Josh - When did all of the changes begin to hit you? How did you feel at that moment when they said only ten people could come into the business?

Rocky

I think we were a little ahead of it. We had discussed what we needed to do, we had already discussed maybe closing down…the earlier we closed down the sooner we could open. And when the mayor was on the t.v., when that happened it kind of…for us, not just as individuals but also as business owners, and with the staff of people, it kind of stuck them right? So my thought process started going, okay what about our employees, what would we do? That’s when the thought process really came about. Before that, I was ready for it in more of a precautionary way, but after that, it was more of a reality and we had to really figure out what we were going to do.

Sagar

We had actually started talking about it over two weeks ago. We thought, this is coming, it’s going to happen, it’s happening elsewhere. So our thought processes were aligned to, as soon as we close the sooner we can open. But then, and I think we were one of the first ones to close as far as in Inner Rail. I think it was more of a group discussion we were having with the team. I think our number one priority was okay, how do we all stay safe? But in the back of my head, I was like “Fuck, I’m screwed”, if this goes any longer than three weeks or a month, you know besides the health and everything, which is still the main focus, but as a small business owner…so I think I was the first one to start panicking. It was Rocky that was like, “we’re going to be alright, we’re going to pull through this”. And outwardly I wasn’t having any discussions about me panicking outside of Rocky and my wife, and Aagya. But inwardly I was panicking, I think I was listening to Rocky in those times just going “Let's think of something, let's think of a workaround”. Our team was pretty supportive and they said just let us know what we need to do.

Rocky

We have a fantastic team so it made it easier. My throughs process was “Two weeks, two weeks” you know, “We’ll do these two weeks” and then suddenly it was like “Oh, this is going to be longer”. So my brain is in that mode where like, I wouldn’t say I wake up worried or anything, but think, is this going to be longer? New York now doesn’t have any take out, it’s in full lockdown. So the through process came, what do we do if that happens and how long will it be? So the gravity of the situation is really singing in and as the days go by, I wouldn’t say it’s a stalemate but it’s heading that way.

Sagar

I think Rocky was cautious, and he was taking it day by day and paying attention to the industry leaders here. For us, that’s been the game, I think we’ve been paying really close attention. Talking to John, where we are colocated here in Scriptown, he had an abundant amount of information, listening to the industry leaders here in Blackstone, we had a meeting a week and a half ago or so…and just paying close attention to what these guys are doing, who have been in this industry doing what they do for a long time. And watching and hearing the national news or international development. There’s been a lot of confusion but we’ve just been following and listening making adjustments as we go.

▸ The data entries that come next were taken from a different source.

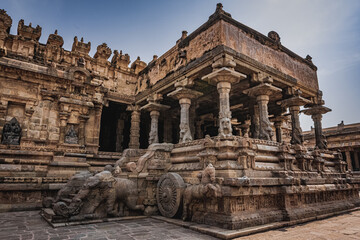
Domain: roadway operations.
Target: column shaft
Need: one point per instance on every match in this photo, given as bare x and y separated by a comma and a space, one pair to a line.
356, 160
319, 137
296, 135
185, 131
348, 160
225, 128
135, 129
154, 135
278, 131
266, 131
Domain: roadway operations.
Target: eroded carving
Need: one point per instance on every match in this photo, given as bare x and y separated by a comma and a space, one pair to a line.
11, 134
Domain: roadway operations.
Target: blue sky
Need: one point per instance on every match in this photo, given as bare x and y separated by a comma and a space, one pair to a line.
328, 30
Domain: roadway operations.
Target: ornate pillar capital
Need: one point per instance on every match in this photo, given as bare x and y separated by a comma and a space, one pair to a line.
223, 77
316, 113
184, 95
154, 108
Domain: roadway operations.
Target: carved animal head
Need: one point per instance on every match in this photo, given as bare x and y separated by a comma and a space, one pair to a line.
225, 126
208, 175
213, 190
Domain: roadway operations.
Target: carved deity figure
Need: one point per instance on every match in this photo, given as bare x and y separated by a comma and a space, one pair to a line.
266, 131
11, 134
225, 129
185, 134
71, 136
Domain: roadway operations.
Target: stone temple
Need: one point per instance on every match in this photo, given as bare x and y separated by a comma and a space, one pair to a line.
208, 132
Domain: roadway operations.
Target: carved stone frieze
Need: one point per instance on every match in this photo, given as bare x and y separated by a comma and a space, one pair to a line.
11, 133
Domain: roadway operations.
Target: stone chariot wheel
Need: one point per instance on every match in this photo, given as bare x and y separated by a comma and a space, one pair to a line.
169, 194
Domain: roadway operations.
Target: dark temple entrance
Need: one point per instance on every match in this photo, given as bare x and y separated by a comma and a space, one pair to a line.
115, 128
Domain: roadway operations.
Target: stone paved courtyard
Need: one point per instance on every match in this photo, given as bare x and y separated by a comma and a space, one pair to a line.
29, 225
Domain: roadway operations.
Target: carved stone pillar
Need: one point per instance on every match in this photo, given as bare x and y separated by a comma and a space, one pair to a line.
135, 126
316, 113
255, 122
262, 93
154, 127
168, 129
63, 123
154, 108
294, 104
82, 119
199, 133
278, 121
296, 137
223, 76
184, 95
348, 160
356, 160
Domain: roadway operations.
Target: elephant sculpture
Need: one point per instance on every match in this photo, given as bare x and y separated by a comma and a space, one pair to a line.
206, 189
100, 196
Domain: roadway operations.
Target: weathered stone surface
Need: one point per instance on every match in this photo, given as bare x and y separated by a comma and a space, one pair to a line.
82, 113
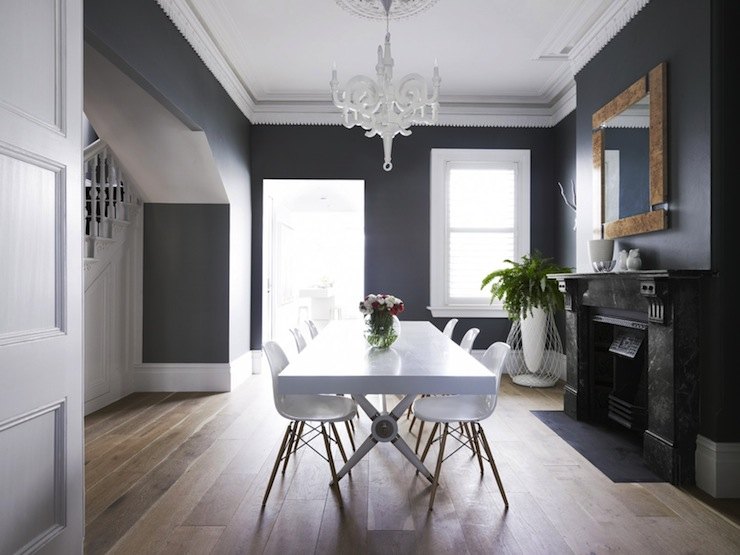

Josh - How has your friendship kind of helped you along the way through this?

Rocky

There is a comfort level, we were friends first. When we did the first interview it was hard for me to just refer to him as my business partner, we were friends first. for me that’s how it works, there’s that comfort level, we can tell each other what is happening and you know, the connection is more genuine than if we were just strangers in business together.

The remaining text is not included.